This article has been updated after publishing to add another source.
Rich in culture is the best way to describe what Grammy-winning, Quetzal’s music brings to the table, with a unique sound and powerful lyrics this group is sure to catch more than one ear’s attention.
According to the Los Angeles Times Grammy winning Quetzal, won for its release “Imaginaries.” The band came out of the early 90s, along with other Chicano fusionists as Ozomatli, Lysa Flores and Aztlan Underground.
Influenced by all types of genres, these Chicano based musicians, Quetzal Flores, Martha González, Tylana Enomoto, Juan Pérez, Peter Jacobson, and Alberto Lopez are driven by social activism and feminism.
Guitarist Quetzal Flores weighs in on the making of their new album.
Q: This being the seventh album and the 25th anniversary for the group, how different has this experience been?

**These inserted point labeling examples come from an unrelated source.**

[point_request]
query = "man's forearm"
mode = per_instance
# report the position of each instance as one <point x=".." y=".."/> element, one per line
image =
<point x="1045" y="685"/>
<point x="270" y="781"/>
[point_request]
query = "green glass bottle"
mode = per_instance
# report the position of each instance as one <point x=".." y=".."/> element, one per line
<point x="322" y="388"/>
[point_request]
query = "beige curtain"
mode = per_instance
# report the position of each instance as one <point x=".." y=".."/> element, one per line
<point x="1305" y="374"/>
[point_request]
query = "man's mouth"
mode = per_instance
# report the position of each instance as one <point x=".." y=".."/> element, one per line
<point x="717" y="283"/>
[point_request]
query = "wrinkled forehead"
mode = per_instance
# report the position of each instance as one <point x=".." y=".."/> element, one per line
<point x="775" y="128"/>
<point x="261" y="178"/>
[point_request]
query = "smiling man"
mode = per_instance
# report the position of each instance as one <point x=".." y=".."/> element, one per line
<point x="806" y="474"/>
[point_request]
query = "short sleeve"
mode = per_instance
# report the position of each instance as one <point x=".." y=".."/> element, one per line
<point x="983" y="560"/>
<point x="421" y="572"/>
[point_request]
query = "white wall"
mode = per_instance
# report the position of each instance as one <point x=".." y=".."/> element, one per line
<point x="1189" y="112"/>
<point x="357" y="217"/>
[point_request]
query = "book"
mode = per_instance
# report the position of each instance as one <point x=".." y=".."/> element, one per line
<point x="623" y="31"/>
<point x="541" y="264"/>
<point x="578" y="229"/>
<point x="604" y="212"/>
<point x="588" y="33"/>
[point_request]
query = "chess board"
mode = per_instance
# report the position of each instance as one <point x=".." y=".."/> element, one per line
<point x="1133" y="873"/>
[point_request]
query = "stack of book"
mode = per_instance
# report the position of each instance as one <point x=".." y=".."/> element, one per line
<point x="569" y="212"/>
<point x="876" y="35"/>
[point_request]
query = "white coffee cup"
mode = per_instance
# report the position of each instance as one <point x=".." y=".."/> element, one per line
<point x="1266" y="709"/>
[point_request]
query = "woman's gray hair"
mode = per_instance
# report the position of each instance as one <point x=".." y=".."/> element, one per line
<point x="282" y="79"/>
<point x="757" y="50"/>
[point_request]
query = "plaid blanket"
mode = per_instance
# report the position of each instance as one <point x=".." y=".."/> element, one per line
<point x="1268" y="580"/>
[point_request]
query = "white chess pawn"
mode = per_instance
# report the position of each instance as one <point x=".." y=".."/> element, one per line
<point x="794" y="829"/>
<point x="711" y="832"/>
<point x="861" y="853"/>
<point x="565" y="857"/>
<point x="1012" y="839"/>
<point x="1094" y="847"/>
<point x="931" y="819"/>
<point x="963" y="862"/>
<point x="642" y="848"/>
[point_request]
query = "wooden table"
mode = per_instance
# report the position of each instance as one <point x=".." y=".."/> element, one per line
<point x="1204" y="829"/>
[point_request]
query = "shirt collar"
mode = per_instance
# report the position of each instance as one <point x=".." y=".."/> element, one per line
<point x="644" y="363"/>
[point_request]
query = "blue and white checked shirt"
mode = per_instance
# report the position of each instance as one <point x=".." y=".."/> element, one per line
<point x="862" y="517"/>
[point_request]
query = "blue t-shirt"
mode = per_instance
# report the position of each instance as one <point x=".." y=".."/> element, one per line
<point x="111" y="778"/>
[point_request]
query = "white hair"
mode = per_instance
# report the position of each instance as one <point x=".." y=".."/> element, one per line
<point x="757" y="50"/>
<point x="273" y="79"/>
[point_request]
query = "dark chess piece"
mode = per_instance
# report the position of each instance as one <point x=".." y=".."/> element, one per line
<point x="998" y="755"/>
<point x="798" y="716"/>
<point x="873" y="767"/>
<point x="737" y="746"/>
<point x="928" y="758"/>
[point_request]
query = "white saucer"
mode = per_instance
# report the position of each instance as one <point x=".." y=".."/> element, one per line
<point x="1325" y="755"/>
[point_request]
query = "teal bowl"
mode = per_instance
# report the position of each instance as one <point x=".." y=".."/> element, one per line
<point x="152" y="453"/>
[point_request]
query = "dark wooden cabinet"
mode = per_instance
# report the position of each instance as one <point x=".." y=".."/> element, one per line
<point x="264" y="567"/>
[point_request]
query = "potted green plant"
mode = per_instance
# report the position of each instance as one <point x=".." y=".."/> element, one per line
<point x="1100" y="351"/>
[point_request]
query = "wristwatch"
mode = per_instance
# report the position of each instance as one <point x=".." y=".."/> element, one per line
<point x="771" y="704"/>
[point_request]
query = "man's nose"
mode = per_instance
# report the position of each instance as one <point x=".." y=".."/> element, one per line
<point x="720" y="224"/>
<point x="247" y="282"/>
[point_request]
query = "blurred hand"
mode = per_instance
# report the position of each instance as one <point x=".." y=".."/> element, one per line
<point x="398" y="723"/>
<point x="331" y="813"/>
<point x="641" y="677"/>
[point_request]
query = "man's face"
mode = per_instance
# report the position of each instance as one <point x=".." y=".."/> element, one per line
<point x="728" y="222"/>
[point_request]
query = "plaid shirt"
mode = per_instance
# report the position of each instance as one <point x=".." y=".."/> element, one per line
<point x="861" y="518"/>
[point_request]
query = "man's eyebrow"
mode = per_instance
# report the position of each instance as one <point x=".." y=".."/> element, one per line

A: This is the 7th studio album and we’re closing in on 25 years. It’s gratifying to know we have done it on our own terms. Because of this we’ve had tremendous flexibility as to what and how we express ourselves. Our criteria is not based on how marketable the music may be but how accountable it is to multiple communities.
Q: What was the song process for this new album?
A: The process for this album was getting together, jamming for hours on end and trusting [the] process enough to always arrive at a point of musical consensus. Each band member brings such a unique and diverse lived experience in music and community. This experience is intentionally looked at as a resource and more importantly a responsibility that is essential to the creation of collective knowledge (songs). Once the ideas manifest we spend a whole lot of time refining them and arranging. The last piece is to rehearse for the studio. We don’t like to spend a whole lot of time in the recording studio. For this album we were so fortunate to work with Robert Carranza, a world class engineer and producer from East LA. Because of our long standing relationship with Robert, the time in the studio was fluid and productive. Often times it’s about the intangible and unspoken things that have so much meaning in producing records.
Q: Being a Chicano based group/activists, do you feel that your music can resonate with the current struggles of injustice America is facing right now?
A: I know our music resonates beyond the confines of the US. We have worked hard to build real relationships with artists and community around the world. For me, Chicano means that you carry a great sense of accountability to humanity as a whole. And you’re doing this as informed by your experience growing up and living in the barrio understanding that the same systems of oppression affect working people all over the world. As a band, we are committed to developing and implementing ways in which we can have deep and meaningful spaces where we can be in community with music and in music with community.
This whole album is dedicated to ways in which we can maintain hope through regenerative processes that already exist in plenty in our communities.
Q: Having been influenced by many different genres and artists, which have inspired the band the most?
A: I’m obsessed with music from Manchester England in the 1980’s. Especially the Smtihs. There are so many parallels to how a musician like Johnny Marr goes about living music and how Chicano musicians do it. The band as a whole has been utterly inspired by El Nuevo Movimiento Jaranero in Veracruz. Groups like Mono Blanco, Son de Madera and Los Cojolites have given us so much to think about and ways to express these thoughts and feelings. Lastly, Los Lobos as our musical parents. One song in particular, Be Still, opened my mind to the possibilities of articulating our dreams.
Quetzal will be having an album release concert at the Japanese American Cultural & Community Center on March 25th at 7p.m.